Two weeks ago, in 2016, a number of people reacted against our current First Lady’s mention of slaves building the White House. Who wants to be reminded of slavery? Isn’t that over and done with? Why are we still talking about it? It is uncomfortable to hold these people in imagination, the ones who were forced to cross the sea—the ones who survived and, worse, the ones who didn’t—who had children in this land, and their children had children, and they were never free here, not even after freedom. And these enslaved descendants of slaves participated—by no choice of their own, remember—in building this house that stands for democracy, for the best and freest possible form of government. To imagine what that must have been like, building the White House: the living conditions, the sleeping quarters, the food and the treatment, and even– hear me–even if all those elements of job were good, still.
To imagine our way into what being enslaved does to a human being’s psyche, to his perception of himself, to developing even a shred of a possibility of self-respect. This is unpleasant. This is what Marilynne Robinson means by holding others in imagination, knowing their experience and their needs, understanding them and really knowing what they’ve been through. The acrobatic artists roll swinging through the gigantic wheels across the stage. Brazil, for its part, on this evening, in this ceremony, at least, has not looked away.
So I am watching, and at moments, the show is a lower-budget-than-usual mix of blurred lights and dancing souls—but the acrobatics! This show is performance-based: people, not electronics. It might be difficult to tell what is going on (though perhaps NBC’s coverage is to blame for that), and maybe Russia’s 2014 opening-ceremony love affair with itself was more visually stunning, but the marvelous dancing, and the crowd in the background, singing, whooping, cheering!
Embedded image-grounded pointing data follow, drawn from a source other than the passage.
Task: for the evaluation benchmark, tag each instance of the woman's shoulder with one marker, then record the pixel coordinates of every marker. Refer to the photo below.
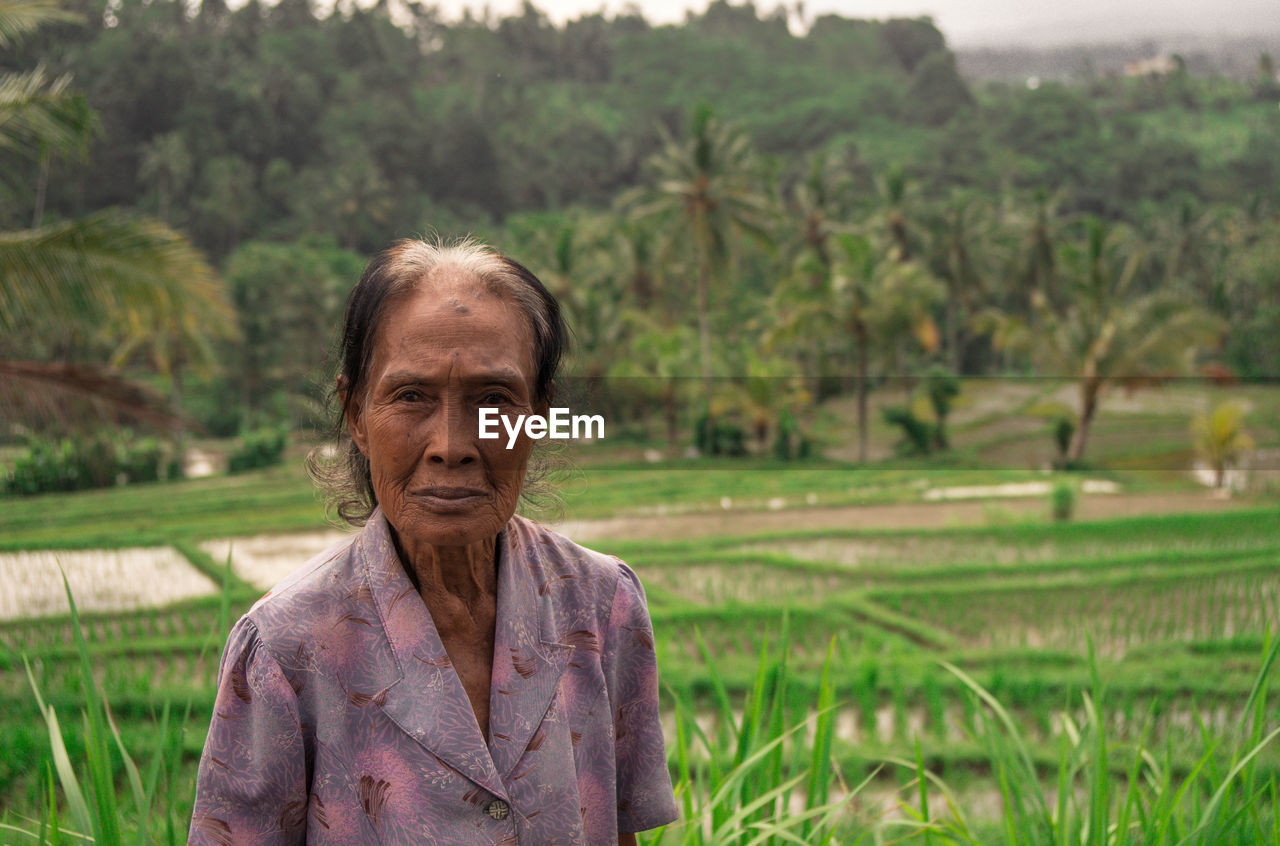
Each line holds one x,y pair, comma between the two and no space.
570,572
283,616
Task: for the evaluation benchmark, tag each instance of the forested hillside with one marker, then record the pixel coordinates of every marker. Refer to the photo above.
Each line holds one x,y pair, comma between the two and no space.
289,146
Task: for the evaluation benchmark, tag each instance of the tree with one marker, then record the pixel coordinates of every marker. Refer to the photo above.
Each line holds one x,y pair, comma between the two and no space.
1220,438
131,278
1106,330
705,190
880,303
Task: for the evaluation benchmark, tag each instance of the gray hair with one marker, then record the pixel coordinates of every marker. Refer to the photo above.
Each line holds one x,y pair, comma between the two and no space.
393,273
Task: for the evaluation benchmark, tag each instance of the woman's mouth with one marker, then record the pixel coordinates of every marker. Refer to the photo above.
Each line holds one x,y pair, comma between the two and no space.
449,498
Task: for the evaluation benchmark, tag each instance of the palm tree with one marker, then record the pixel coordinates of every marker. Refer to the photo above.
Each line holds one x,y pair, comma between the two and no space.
960,251
705,190
880,300
131,278
1105,332
1220,438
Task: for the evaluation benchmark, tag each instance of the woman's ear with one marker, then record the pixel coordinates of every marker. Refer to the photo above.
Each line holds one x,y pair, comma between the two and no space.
352,412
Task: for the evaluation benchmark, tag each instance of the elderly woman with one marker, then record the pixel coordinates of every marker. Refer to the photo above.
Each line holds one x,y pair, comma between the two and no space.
453,673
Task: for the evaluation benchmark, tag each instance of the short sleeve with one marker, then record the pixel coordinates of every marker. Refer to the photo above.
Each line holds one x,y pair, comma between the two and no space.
630,666
251,785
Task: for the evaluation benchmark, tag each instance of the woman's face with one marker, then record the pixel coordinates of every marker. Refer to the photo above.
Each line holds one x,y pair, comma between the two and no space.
442,352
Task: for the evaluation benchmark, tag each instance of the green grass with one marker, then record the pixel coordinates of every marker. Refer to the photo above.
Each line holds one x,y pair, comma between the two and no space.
868,617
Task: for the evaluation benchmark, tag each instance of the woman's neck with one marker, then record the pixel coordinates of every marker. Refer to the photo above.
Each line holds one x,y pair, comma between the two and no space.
466,572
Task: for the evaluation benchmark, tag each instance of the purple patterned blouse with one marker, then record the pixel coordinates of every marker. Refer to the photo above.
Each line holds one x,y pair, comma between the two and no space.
339,718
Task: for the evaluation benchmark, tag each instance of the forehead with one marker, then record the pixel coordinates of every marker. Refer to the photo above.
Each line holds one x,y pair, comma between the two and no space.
449,320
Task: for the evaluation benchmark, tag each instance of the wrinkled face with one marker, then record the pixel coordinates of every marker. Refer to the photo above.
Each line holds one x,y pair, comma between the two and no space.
442,352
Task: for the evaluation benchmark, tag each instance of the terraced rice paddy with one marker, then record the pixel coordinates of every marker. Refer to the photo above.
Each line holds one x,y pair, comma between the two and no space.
104,580
1176,609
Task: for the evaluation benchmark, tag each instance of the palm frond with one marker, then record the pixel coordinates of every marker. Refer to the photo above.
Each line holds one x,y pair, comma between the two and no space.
40,113
104,268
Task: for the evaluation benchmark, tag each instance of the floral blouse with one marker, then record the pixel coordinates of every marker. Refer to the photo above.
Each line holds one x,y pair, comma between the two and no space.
339,718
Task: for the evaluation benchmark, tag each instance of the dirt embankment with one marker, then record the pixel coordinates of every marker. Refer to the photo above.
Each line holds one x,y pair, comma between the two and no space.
897,516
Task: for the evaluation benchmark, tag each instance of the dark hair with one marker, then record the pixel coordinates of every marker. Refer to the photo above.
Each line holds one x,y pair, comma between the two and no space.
393,273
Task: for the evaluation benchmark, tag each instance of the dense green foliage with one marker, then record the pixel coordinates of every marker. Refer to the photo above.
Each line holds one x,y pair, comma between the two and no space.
95,461
721,197
257,448
1175,606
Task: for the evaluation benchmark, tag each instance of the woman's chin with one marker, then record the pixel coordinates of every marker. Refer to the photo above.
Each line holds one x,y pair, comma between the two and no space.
449,526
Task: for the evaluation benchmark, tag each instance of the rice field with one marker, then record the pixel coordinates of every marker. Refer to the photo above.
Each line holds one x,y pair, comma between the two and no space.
1176,609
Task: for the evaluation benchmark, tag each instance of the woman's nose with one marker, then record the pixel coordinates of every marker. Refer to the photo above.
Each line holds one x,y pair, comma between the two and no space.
452,440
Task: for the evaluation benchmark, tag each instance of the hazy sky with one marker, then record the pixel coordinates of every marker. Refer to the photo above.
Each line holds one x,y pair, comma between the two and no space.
969,22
Did you hear what it sounded like? Joy.
All those people, real people, down there on the arena floor. There is friction outside the stadium: protestors, poverty, and crime remind us that it is as deep and raw as America’s, it seems, but tonight, I don’t want to lose sight of the fact that the world came to Brazil, and instead of putting on a performance to try and prove the country’s own greatness, the Brazilian creative team gave us a long and intense dance sequence. In doing so it acknowledged the disadvantaged of its own country, the people living in the favelas, the slums, up on the mountain, in the center, yet on the periphery. “We decided to create a ceremony for the world,” says Meirelles. The world came to its doorstep, and Brazil did not look away from the least of these. It celebrated its own history and culture, unflinching even at the bad parts, and it invited everyone to watch, and to join in.
I am sitting in the living room watching the opening ceremony, the interviewing and the performing, the wild breakdancing, the environmentalism, even, and the joy. I am thinking about America. America is frightened of so many things about itself: its own history, its minority groups and disenfranchised citizens, certain outside threats, even the living and health conditions in Rio. We fear because We are the greatest! We are entitled to have the best! We are so afraid that we can’t see straight into other people’s realities. America needs nothing so much as a mirror. America needs the Olympics this year to be in Brazil.